In some embodiments, the characteristic points are pixels having
different characteristics compared to neighboring pixels, such as
pixels having highest disparity values or grayscale values, or
pixels having drastic changes. In some embodiments, the
characteristic points are identified using suitable method, such as
corner/edge detection algorithms (e.g., FAST, or HARRIS
algorithms). In some embodiments, the characteristic points are
selected using a machine learning model trained by historical data
related to characteristic point selections. In some embodiments, a
navigation path 652 of the movable platform 102 is estimated based
on the current speed and the attitude data (e.g., orientation
angles) of the movable platform 102. In some embodiments, the
characteristic points, such as point 664, 666, or 668, are also
identified to be close to the navigation path 652, as shown in FIG.
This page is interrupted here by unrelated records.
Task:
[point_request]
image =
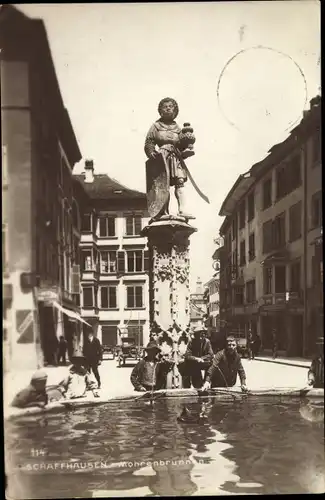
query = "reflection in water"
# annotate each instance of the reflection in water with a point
(245, 446)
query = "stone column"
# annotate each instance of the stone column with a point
(169, 294)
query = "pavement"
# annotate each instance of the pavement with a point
(262, 373)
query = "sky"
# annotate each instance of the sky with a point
(241, 72)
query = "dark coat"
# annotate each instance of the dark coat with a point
(199, 349)
(229, 367)
(93, 351)
(162, 369)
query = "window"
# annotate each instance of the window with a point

6C. For example, one or more points identified using the corner
detection algorithm are further filtered to select the
characteristic points that are within a predetermined distance
range from the navigation path 652.
[0107] Method 600 proceeds to track (608) the identified
characteristic points in two consecutive image frames that are
captured by the imaging device 216. In some embodiments, the
characteristic points are tracked using optical flow vectors from a
first image frame to a second image frame. For example, motion
trails of the tracking points are tracked using optical flow
vectors generated from the characteristic points from the first
image frame to the second image frame. The optical flow vectors can
provide movement directions of the tracking points.
[0108] Method 600 proceeds to obtain (610) distance information
between the characteristic points and the movable platform 102. In
some embodiments, the distance information is determined by
integrating disparity values obtained from an updated disparity map
and IMU/GPS/gimbal data (e.g., speed and/or flying distance of the
movable platform 102) of an updated location of the movable
platform 102. In some embodiments, different weights are assigned
to different data items for calculating the distance. For example,
when an object is closer to the movable platform 102, e.g., within
a distance range of 10 meters, a higher weight is assigned to
disparity data because the stereoscopic sensors provide more
accurate data in a nearer range. When the object is farther from
the movable platform 102, e.g., outside a range of 10 meters, a
higher weight is assigned to the IMU/GPS/gimbal data.
[0109] For example, initially an object is determined to be 20
meters from the movable platform 102 based on the disparity map.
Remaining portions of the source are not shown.